Shannon Entropy, in the context of information theory, is a measure of the rate at which information is produced by a source of data. It can be used, in a broad sense, to detect whether data is likely to be structured or unstructured. If a branch results in data with high entropy, it is possible that it has simply output unstructured, random garbage. Branches resulting in lower entropy data are ranked higher as they are more likely to contain repeating structures.
On average, the English language contains more "e"s than any other letter. In fact, given a long enough sample, the relative frequency of each character is very predictable, to the extent that we can consider any text not roughly matching these frequencies as unlikely to be English.
This set of frequencies can be expanded to include all possible bytes, incorporating punctuation, numbers, symbols and other formatting characters. To generate a set of accurate "truth data", the English language Wikipedia dump was downloaded, wiki syntax was stripped out, then the byte frequencies were calculated. The resulting values assume a character encoding of UTF-8.

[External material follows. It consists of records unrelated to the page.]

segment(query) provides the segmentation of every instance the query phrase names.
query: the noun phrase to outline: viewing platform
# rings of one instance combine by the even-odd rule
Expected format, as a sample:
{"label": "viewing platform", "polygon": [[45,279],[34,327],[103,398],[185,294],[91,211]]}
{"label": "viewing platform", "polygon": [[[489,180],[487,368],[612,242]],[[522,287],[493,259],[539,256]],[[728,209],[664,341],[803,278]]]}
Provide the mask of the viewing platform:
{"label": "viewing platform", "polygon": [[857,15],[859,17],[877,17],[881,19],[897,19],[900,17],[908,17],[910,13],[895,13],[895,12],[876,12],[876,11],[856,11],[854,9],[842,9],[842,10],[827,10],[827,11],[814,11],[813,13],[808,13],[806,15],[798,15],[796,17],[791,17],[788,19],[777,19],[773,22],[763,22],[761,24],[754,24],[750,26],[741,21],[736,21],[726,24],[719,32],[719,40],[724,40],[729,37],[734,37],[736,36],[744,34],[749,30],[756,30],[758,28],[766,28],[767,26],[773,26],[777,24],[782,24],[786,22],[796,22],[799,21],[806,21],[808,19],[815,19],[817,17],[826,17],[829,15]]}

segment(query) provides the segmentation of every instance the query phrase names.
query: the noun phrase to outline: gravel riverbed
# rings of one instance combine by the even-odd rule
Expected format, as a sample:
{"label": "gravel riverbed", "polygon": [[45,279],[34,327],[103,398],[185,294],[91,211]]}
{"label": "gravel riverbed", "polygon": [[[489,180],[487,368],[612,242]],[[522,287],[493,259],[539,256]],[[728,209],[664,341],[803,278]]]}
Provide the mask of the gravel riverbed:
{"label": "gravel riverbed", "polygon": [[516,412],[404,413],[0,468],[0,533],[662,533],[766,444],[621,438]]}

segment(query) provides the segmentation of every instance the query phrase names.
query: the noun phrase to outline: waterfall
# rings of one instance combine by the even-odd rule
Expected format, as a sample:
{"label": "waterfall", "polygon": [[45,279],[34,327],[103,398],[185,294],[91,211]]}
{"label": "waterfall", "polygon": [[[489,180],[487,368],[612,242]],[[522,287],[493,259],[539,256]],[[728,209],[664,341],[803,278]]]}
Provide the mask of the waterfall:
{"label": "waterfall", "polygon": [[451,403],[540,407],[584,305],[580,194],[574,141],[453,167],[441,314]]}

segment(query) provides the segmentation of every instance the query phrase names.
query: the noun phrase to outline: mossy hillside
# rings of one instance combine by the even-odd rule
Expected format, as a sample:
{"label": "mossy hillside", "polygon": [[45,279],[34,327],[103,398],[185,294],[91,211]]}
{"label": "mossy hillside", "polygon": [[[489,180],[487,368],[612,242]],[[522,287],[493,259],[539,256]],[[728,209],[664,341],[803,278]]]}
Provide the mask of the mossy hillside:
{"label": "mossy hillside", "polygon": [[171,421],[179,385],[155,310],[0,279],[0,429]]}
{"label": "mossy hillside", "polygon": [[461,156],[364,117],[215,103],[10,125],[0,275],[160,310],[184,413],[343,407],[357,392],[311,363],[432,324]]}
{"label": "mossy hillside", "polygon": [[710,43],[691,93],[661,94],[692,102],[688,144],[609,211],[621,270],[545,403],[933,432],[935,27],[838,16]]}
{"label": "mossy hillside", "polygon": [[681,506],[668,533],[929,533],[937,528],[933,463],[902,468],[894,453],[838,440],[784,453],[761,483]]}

For every branch created by the Magic operation, the byte frequencies for the output are calculated and then compared to this truth data using Pearson's chi-squared goodness of fit test. This process tells us how closely the branch's output matches the English language and therefore hopefully gives us an idea of how likely it is that we have found correctly decoded data, if that data includes a reasonably high proportion of English text.
Truth data was also generated for all other languages supported by Wikipedia. By default, only the top 38 languages are checked (based on the most popular languages used on the Internet, as listed on W3 Techs), however if 'Extensive language support' is selected, all 245 languages are supported.
The above methods have been optimised to run reasonably quickly over most types of input, however there are some methods which take considerably longer to run due to their high branching factor. These can be turned on by enabling the 'Intensive mode' argument.
For each branch, the data is converted into a number of different character encodings. If this conversion results in different data, a new branch is created and metrics are calculated as described above. This can help to detect the correct character encodings for mojibake (garbled data represented in the wrong encoding). Over 40 character encodings are currently supported.
Single byte XORs are carried out over every branch, creating 255 further branches to analyse. Bit rotates are also calculated, resulting in another 7 branches.
As well as being available as a standalone operation, CyberChef runs the 'Magic' operation automatically in a background thread whenever the Output is changed. If it manages to find an operation or set of operations that can help decode the data, the magic icon will be displayed in the Output pane. Hovering over this icon shows which operations are most likely to help and a snippet of what they will produce. Clicking the icon will append those operations to your recipe.